Corboy note: in a recent (2018) Times of India news article,

Why Godmen Become Omnipotent, and Their Followers So Impotent

[timesofindia.indiatimes.com]

This is stated in similar but more specific terms:

Quote

One consequence of these positive idealisations is a loss of touch with the reality of everyday life and the context in which the idealisations are embedded. Under the benefical smile and apparent humility, in the inner world of the godman, there is a steady regression to unconscious feelings of omnipotent grandiosity —“I am great! I am beyond constraints under which other human beings live.”

Moreover, as the godman ages, cut-off parts of the self, often having to do with celibacy and his unlived sexuality, make their claims which he no longer can or wishes to resist. As his omnipotent grandiosity grows, the godman might retreat into promiscuity or sexual perversions leading to the sad but reliable reports about aging godmen who summon their young devotees for secret assignations or become peeping Toms as they arrange, with all the cunning of the voyeur, to spy on their teenaged female disciples undressing for the night in the ashram. And the sadder part is that the intensity of the devotees’ wish to believe in what the godman offers drives them to deny his abuses when they happen.

The devotees, in fact, have deep emotional investment in not seeing the abuses, which completes the cycle of the godman’s grandiosity.

Quote

The intellectual contents of Maharaji's discourse
are familiar since they are common to many mystical
traditions, Indian as well as of other societies.

To list some of these repetitive elements: there is
the rerogation of the perceived real world and an
emphasis on its painful withholding nature; there
is the suggestion of mystical withdrawal as the
solution to the individual's psychic needs and life
problems; there is the offer of a system of psycho-
logical and physiological practices by which a person
can deliberately and voluntarily seek detachment from
the everyday, external world, and replace it
with a heightened awareness of inner reality; and,
finally, there is a shared conviction that this
inner world possesses a much greater reality than
the outer world.

Emotionally, to an Indian, the familiarity of the
message, repeated often enough since the beginning
of childhood, constitutes its greatest strength
and attraction. Once again, the men and women
were transported to the time when, their small
hands clutched in those of older family members
they had sat up late into the night, sleepily
(Corboy note: when sleepy, our boundaries become
porous, adding to the receptivity of childhood
itself)..listening to wandering religiosi
expound the mysteries of life...(page 136)
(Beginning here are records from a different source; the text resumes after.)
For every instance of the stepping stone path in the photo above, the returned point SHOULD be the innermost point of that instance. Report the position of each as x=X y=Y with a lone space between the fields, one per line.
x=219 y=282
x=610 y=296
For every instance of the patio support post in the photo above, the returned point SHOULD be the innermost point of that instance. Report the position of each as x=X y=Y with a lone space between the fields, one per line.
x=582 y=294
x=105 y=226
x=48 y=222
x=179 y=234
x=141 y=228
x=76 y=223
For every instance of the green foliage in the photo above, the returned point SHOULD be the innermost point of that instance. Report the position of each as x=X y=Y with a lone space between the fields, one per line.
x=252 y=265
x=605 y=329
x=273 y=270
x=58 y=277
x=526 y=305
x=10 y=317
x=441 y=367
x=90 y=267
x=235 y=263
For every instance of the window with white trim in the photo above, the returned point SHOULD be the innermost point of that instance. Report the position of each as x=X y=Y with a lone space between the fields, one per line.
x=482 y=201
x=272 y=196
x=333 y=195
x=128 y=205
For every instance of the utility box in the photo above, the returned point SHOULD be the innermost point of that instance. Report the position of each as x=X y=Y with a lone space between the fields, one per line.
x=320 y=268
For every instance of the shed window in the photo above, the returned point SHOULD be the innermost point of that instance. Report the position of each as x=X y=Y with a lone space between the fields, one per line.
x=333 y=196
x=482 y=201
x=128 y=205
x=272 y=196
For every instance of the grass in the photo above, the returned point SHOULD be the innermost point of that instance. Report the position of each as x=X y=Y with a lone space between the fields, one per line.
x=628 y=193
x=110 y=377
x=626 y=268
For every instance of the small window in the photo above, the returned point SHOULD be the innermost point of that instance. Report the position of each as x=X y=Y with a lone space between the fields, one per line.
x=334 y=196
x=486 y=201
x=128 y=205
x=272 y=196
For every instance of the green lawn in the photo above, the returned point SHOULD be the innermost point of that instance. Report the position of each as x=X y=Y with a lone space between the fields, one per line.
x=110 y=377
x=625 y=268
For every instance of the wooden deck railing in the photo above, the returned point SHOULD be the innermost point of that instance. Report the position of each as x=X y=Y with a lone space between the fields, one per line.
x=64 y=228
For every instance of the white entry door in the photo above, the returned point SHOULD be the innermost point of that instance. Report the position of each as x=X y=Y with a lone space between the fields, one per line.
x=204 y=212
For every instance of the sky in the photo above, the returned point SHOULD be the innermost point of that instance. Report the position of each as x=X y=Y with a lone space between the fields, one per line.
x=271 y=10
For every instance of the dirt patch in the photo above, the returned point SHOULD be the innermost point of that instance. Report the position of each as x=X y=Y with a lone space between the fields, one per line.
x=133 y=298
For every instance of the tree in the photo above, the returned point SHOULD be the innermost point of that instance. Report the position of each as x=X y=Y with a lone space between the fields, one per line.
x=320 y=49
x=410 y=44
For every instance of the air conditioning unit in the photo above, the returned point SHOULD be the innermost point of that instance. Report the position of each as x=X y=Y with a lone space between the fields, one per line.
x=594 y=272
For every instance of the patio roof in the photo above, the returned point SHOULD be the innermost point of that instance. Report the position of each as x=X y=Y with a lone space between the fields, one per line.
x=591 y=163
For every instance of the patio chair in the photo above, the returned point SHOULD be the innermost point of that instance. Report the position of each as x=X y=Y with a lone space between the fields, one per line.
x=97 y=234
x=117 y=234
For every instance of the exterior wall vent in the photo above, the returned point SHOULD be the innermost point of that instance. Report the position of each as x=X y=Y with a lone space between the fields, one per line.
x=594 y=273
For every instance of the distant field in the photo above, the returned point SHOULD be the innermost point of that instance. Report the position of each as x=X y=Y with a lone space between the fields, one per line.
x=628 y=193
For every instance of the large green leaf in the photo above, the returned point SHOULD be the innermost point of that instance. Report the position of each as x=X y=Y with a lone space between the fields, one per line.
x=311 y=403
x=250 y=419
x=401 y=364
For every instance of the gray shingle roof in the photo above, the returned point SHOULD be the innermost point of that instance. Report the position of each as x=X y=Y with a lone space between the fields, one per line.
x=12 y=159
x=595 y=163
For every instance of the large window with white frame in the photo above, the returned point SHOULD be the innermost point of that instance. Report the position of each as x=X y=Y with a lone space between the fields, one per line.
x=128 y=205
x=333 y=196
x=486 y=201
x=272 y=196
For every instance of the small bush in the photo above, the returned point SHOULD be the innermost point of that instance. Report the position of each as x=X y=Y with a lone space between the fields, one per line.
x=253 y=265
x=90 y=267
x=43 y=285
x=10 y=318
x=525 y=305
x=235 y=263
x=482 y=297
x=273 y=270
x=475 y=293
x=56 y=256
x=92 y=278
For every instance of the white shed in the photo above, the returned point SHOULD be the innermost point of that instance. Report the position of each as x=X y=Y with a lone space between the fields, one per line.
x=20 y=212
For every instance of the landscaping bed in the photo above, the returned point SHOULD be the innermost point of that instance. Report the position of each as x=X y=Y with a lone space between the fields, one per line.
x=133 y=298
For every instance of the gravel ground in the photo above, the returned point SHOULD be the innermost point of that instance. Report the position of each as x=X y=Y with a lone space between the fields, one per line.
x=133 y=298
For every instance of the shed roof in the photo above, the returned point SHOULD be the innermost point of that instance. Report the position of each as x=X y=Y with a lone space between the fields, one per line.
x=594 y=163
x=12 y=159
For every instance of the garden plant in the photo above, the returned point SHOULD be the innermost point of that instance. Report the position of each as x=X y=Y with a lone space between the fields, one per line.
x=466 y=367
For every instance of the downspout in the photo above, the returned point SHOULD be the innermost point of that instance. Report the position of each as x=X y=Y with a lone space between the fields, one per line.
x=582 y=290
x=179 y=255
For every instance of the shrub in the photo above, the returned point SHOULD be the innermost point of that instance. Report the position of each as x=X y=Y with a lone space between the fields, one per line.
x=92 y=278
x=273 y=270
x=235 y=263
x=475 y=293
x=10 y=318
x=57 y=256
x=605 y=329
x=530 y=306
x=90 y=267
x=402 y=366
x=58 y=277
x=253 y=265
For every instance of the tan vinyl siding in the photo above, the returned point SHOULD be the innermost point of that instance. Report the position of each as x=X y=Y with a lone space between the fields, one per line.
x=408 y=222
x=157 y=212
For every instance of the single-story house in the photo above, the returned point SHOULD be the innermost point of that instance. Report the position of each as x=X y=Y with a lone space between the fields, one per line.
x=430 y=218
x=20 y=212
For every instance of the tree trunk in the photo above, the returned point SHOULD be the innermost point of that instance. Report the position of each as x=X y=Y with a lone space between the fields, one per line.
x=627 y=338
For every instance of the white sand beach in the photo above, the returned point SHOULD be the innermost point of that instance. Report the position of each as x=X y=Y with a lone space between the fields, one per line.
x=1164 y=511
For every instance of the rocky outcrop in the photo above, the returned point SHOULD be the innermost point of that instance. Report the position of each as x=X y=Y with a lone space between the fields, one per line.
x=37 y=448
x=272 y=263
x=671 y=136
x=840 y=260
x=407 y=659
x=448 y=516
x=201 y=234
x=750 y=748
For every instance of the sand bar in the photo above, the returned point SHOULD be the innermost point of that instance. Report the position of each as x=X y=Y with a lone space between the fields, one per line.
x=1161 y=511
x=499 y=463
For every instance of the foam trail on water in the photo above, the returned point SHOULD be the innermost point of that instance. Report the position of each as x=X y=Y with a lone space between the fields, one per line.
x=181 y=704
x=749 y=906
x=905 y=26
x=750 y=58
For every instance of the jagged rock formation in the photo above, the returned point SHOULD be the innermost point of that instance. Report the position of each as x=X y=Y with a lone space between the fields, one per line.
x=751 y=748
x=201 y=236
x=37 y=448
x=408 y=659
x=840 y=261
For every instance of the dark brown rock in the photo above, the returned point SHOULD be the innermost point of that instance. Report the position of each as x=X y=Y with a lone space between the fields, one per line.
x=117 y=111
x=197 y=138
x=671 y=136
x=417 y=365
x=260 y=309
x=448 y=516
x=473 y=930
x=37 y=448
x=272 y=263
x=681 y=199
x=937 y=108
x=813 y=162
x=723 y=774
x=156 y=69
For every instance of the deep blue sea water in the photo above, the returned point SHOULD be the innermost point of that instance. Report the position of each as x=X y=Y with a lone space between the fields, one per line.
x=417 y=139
After hearing the guru's lecture, Dr Kakar
reflected on implications.

"My unease" Dr. Kakar continued, "had more to
do with the repeated assertion of Maharaji
(and of his predecessors)that a "seeker" should
not only endure but cheerfully and actively
accept (Kakar's italics) the iron law
of karma. Saints, he says, perhaps rightly,
are not social reformers who have come to
change the world...(But) To recommend,
however, a joyous acceptance of the existing
social order with its economic, social and
sexual inequities--as the perquisite
(Kakar's italics) for a state of mind
that leads to the highest mystical truths,
to advise women to cheerfully conform to the
meek subservient roles laid out for them
by a repressive patriarchy, does go against
the grain of modern identity, even if
Maharaji considers them to be absolutely
essential for progress on the mystical
path.

(A cynic, pointing to the fact that Maharaji
himself is a rich landowner who is allied
by kinship and marriage to some of the
wealthiest families in northern India,
may observe the curious coincidence that the
will of God and the "eternal law of nature"
seem to be identical to the economic and
political interest of a feudal elite and
the convenience of a patriarchal order. This,
however, would be doing Maharaji an injustice,
since his position on the law of karma and
its individual and social consequences is not
idiosyncractic but is shared by a vast majority
of his countrymen and lies unexceptionably within
the mainstream of Indian religiousity."
(page 137)



Edited 3 time(s). Last edit at 04/29/2018 10:24PM by corboy.